Active fault in New Zealand

The Hundalee Fault in northern coastal Canterbury, New Zealand had a significant rupture in the 7.8 2016 Kaikōura earthquake for a minimal length of 23 km and as such was a key linkage fault in this complex earthquake. It is located between Parnassus in the Hurunui District and runs off shore from near Oaro.

== Geology ==
The Hundalee Fault is SW-NE-trending and within the linked area of faulting called the Northern Canterbury domain to the south of the main active faults of the Marlborough Fault System. The fault has probably had three surface ruptures in the last 3500 years.

Some early work on the 2016 Kaikōura earthquake had included the Whites Fault (Whites Linement) to the Hundalee's Fault north as part of the Hundalee Fault but the strikes are quite different. To the fault's south is the Leamington Fault and intersecting it at the Okarahia Stream from the north west is the Stone Jug Fault.

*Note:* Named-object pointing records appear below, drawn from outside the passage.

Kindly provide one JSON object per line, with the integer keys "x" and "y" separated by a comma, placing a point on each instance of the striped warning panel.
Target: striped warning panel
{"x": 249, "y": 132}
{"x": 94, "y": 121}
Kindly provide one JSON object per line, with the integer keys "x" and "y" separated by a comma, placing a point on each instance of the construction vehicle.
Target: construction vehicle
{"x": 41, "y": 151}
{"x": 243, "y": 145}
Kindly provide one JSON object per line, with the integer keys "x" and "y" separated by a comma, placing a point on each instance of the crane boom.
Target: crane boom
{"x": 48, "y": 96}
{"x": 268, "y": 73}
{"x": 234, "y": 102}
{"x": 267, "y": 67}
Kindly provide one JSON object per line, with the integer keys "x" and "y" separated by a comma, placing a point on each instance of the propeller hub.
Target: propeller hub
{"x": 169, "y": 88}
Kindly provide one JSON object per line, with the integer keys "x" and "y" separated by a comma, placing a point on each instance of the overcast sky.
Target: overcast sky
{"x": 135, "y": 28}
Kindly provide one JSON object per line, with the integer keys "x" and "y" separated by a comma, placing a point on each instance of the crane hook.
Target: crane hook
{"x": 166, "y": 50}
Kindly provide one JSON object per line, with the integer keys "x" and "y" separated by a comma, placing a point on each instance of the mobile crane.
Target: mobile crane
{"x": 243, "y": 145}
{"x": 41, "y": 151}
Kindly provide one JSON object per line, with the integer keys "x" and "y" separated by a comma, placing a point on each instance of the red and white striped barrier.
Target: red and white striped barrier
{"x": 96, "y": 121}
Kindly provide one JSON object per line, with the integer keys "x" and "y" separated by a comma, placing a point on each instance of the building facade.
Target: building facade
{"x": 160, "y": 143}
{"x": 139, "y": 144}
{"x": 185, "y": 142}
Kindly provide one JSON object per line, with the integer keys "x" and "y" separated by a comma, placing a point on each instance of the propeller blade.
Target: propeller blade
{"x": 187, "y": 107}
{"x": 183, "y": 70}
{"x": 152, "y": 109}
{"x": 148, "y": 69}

There is regional shortening due to the convergence of the Pacific Plate that contains Canterbury with the Australian Plate on the western side of the Southern Alps raised by the Alpine Fault. The fault is known to have greater than 1 km late Cenozoic throw and is regarded as a mature fault with slip has localized into less than 10 cm thick gouge zones. On its northside over the Oaro River valley are the uplifted relatively low Hundalee Hills. During the last 30,000 years the vertical slip rate has been estimated to be between 0.2 mm and 0.4 mm/year.

=== 2016 Kaikōura earthquake ===

In terms of the rupture sequence, the earthquake initiated on the Humps Fault, about 10 km northwest of the Hundalee Fault. The rupture progressed through the Leader fault towards a section of the Hope Fault but was linked by the Conway-Charwell faults to return towards the east coast down the Stone Jug Fault so causing partial rupture of the Hundalee Fault. The Hundalee rupture facilitated northside uplift of the Hundalee Hills consistent with previous kinematics of the Hundalee Fault. The rupture then transferred from the Hundaless Fault to the Whites Fault north of Oaro where the reverse-sinistral Whites fault rupture generated westside up movement and further uplift of the highest summits of the Hundalee Hills. The earthquake went on to progressively rupture faults such as the Jordan Thrust and then the Kekerengu Fault to the northeast of the eastern part of the Marlborough Fault System.

It is speculated that the 2016 rupture was imposed on the Hundalee fault by movement across an inefficient multifault network rather than independent rupture of the Hundalee fault itself. This is because of the discontinuities in the surface rupture which was up to 2.5 m ± 0.5 m vertically and 3.7 m ± 0.5 m horizontally, but this large amount of rupture was confined to only half of its northeastern fault-length. The vertical surface rupture to the south part of the fault was more like 0.5 m petering out so for 9 km it is just subsurface uplift inferred from optical imaging studies.